At http://bzr.arbash-meinel.com/branches/bzr/1.7-dev/merge_lca_multi

------------------------------------------------------------
revno: 3566
revision-id: john at arbash-meinel.com-20080905022934-s8692mbwpkdwi106
parent: john at arbash-meinel.com-20080905022358-b5ygqseepgrpq3ru
committer: John Arbash Meinel <john at arbash-meinel.com>
branch nick: merge_lca_multi
timestamp: Thu 2008-09-04 21:29:34 -0500
message:
  Cleanups to the algorithm documentation.
-------------- next part --------------
=== renamed file 'doc/developers/lca_merge_resolution.txt' => 'doc/developers/lca_tree_merging.txt'
--- a/doc/developers/lca_merge_resolution.txt	2008-07-31 19:12:59 +0000
+++ b/doc/developers/lca_tree_merging.txt	2008-09-05 02:29:34 +0000
@@ -1,14 +1,14 @@
-====================
-LCA Merge Resolution
-====================
+================
+LCA Tree Merging
+================
 
 There are 2 ways that you get LCA merge resolution in bzr. First, if you use
-``bzr merge --lca``, the content of files will be resolved using a Least Common
-Ancestors algorithm. That is not being described here.
+``bzr merge --lca``, the *content* of files will be resolved using a Least Common
+Ancestors algorithm. That is described in <lca-merge.html> not here.
 
-This is describing how we handle merging tree-shape when there is not a single
-unique ancestor (criss-cross merge). With a single LCA, we use simple
-3-way-merge logic.
+This document describes how we handle merging tree-shape when there is not
+a single unique ancestor (criss-cross merge). With a single LCA, we use
+simple 3-way-merge logic.
 
 When there are multiple possible LCAs, we use a different algorithm for
 handling tree-shape merging. Described here.
@@ -57,11 +57,11 @@
 2. Find the values from ``LCA1`` and ``LCA2`` which are not the same as
    ``BASE``. The idea here is to provide a rudimentary "heads" comparison.

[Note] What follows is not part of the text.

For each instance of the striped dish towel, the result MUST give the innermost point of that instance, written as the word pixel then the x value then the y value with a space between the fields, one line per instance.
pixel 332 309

    Often, the whole tree graph will have a criss-cross, but the per-file
-   (per-scalar) graph would be linear. And the value in one LCA strictly
+   (per-scalar) graph would be linear, and the value in one LCA strictly
    dominates the other. It is possible to construct a scenario where one side
    dominates the other, but the dominated value is not ``BASE``, but a second
    intermediate value. Most scalars are rarely changed, so this is unlikely to
-   be an issue. And the trade-off is having to generate and inspect the
+   be an issue. The trade-off is having to generate and inspect the
    per-scalar graph.
 
    If there are no LCA values that are different from ``BASE``, we use a simple
@@ -71,19 +71,18 @@
    If there is only one unique LCA value, we again use three-way merge logic
    using that unique value as the base.
 
-4. At this point we have determined that we have at least 2 unique values in
+4. At this point, we have determined that we have at least 2 unique values in
    our LCAs which means that ``THIS`` and ``OTHER`` would both have to resolve
    the conflict. If they resolved it in the same way, we would have caught that
    in step 1. So they either both picked a different LCA value, or one (or
    both) chose a new value to use.
 
-   So at this point, if ``OTHER`` and ``THIS`` both picked a different LCA
-   value, we conflict.
+   If ``OTHER`` and ``THIS`` both picked a different LCA value, we conflict.
 
    If ``OTHER`` and ``THIS`` both have values that are not LCA values, we also
    conflict. (Same as 3-way, both sides modified a value in different ways.)
 
-5. (optional) The only tricky part is this, if ``OTHER`` has a LCA value, but
+5. (optional) The only tricky part is this: if ``OTHER`` has a LCA value, but
    ``THIS`` does not, then we go with ``THIS``, and conversely if ``THIS`` has
    an LCA value, but ``OTHER`` does not, then we go with ``OTHER``. The idea is
    that ``THIS`` and ``OTHER`` may have resolved things in the same way, and
@@ -118,7 +117,7 @@
 4) ``D`` if ``B`` and ``C`` modified it
 
 This means that if the last modified revision is the same, there have been no
-changes in the intermediate time. And if ``OTHER`` has the same last modified
+changes in the intermediate time. If ``OTHER`` also has the same last modified
 revision as *any* LCA, then we know that all other LCAs' last-modified
 revisions are in the ancestry of that value. (Otherwise, when ``OTHER`` would
 need to create a new last modified revision as part of the merge.)